Incompatible modifications

  • Modify the input schema for an over aggregation query.

    -- Original SQL statement: 
    select a, b, c,
      sum(b) over (partition by a order by ts),
      max(c) over (partition by a order by ts)
    from MyTable;
    
    -- Incompatible: Add d as an input field. 
    select a, b, c, d,
      max(c) over (partition by a order by ts),
      sum(b) over (partition by a order by ts)
    from MyTable;
    
    -- Incompatible: Modify the input field c. 
    select a, b, c,
      max(c) over (partition by a order by ts),
      sum(b) over (partition by a order by ts)
    from (
      select a, b, substring(c, 1, 5) as c from MyTable
    );
  • Modify an attribute specified in the OVER clause, such as partition keys for the window, the sorting order for the window, and the window frame.

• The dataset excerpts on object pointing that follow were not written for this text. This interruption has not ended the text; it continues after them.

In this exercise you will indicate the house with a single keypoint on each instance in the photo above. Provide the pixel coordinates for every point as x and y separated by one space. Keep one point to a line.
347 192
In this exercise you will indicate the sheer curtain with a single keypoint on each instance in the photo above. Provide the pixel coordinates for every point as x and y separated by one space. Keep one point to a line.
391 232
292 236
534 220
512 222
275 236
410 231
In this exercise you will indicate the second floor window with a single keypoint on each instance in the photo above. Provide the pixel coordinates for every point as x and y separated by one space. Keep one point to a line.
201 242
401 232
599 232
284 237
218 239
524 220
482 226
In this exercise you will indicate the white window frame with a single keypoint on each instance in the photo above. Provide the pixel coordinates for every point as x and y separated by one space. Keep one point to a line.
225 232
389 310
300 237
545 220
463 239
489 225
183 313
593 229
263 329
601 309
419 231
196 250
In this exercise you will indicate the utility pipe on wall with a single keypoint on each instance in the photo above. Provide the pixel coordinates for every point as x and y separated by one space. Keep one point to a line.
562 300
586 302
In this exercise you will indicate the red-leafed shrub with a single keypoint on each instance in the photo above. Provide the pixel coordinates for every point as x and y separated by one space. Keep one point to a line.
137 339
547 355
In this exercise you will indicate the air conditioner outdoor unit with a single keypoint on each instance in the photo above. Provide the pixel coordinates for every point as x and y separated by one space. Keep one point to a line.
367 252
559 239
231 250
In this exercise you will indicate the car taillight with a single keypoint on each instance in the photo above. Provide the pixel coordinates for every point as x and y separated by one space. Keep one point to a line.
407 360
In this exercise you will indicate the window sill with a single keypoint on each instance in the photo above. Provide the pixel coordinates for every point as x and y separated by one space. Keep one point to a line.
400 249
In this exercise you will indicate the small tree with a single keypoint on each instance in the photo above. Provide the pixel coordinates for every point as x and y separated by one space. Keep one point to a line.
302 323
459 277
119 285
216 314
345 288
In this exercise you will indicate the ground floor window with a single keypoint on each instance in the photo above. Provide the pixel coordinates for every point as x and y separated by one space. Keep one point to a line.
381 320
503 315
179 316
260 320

    -- Original SQL statement: 
    select a, b, c,
      max(c) over (partition by a order by ts asc rows between unbounded preceding and current row)
    from MyTable;
    
    -- Incompatible: Change the partition key from a to b. 
    select a, b, c,
      max(c) over (partition by b order by ts asc rows between unbounded preceding and current row)
    from MyTable;
    
    -- Incompatible: Change the sorting order from ascending to descending. 
    select a, b, c,
      max(c) over (partition by a order by ts desc rows between unbounded preceding and current row)
    from MyTable;
    
    -- Incompatible: Change the bound definition from unbounded preceding to 2 preceding. 
    select a, b, c,
      max(c) over (partition by a order by ts asc rows between 2 preceding and current row)
    from MyTable;
  • Add, delete, or modify a distinct aggregated field.

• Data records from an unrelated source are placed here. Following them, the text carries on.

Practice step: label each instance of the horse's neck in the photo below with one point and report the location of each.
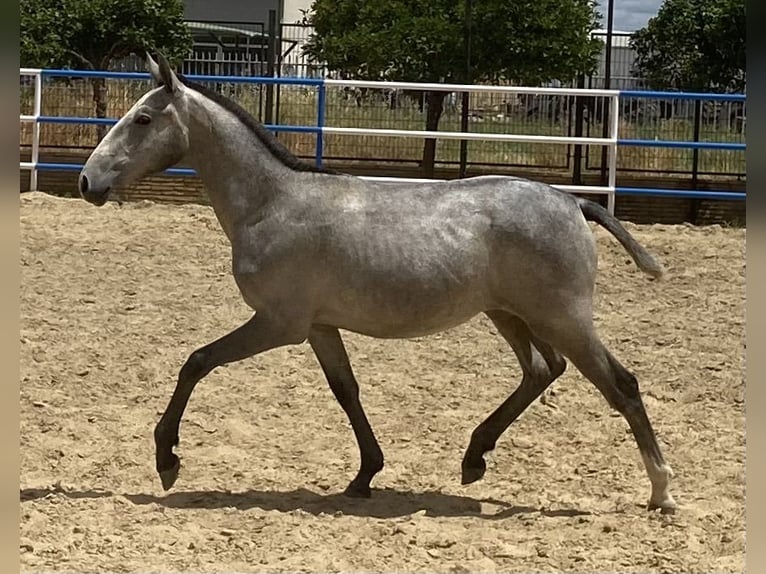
(241, 176)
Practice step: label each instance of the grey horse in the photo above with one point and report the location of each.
(315, 251)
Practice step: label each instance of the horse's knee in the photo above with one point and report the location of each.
(557, 366)
(627, 383)
(195, 367)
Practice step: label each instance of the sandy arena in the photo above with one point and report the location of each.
(114, 299)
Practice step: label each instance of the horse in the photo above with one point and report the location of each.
(315, 251)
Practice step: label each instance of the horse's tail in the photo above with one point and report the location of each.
(594, 212)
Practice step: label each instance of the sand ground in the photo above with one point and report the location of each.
(114, 299)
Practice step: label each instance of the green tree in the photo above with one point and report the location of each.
(91, 34)
(524, 41)
(693, 45)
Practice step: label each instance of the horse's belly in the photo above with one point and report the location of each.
(402, 311)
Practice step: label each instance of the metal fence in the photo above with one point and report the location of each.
(322, 129)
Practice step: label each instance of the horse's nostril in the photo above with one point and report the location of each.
(83, 184)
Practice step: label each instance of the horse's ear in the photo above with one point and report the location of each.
(168, 77)
(154, 68)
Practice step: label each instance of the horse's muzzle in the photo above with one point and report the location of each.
(96, 197)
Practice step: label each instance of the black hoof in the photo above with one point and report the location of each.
(473, 471)
(169, 475)
(356, 490)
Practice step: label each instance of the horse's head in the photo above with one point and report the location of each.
(152, 136)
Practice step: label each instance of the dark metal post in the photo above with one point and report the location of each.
(696, 138)
(271, 56)
(694, 204)
(465, 98)
(607, 84)
(579, 119)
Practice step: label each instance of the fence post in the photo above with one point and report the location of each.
(271, 66)
(321, 104)
(37, 111)
(612, 155)
(579, 118)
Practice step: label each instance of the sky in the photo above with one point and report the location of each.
(630, 15)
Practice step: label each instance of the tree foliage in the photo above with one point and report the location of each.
(524, 41)
(90, 34)
(693, 45)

    -- Original SQL statement: 
    select a, b, c,
      max(c) over (partition by a order by ts)
    from MyTable;
    
    -- Incompatible: Add count(distinct b), which is a distinct aggregated field. 
    select a, b, c,
      max(c) over (partition by b order by ts),
      count(distinct b) over (partition by b order by ts)
    from MyTable;
  • Modify all aggregated fields.

    -- Original SQL statement: 
    select a, ts, min(b) over (partition by a order by ts) 
    from MyTable;
    
    -- Incompatible: Modify the only aggregated field. 
    select a, ts, max(b) over (partition by a order by ts) 
    from MyTable;

Modifications that result in unknown compatibility

If you use a Python user-defined aggregate function (UDAF) before or after the modification, the system cannot determine the compatibility.

-- Unknown compatibility: Use Python UDAFs, such as the weighted_avg function shown in the following code, before or after the modification. 
select min(a), min(b), min(c), weighted_avg(a, b), min(cnt) 
from (select a, b, c, count(b) 
over (partition by a, b order by ts) as cnt from MyTable);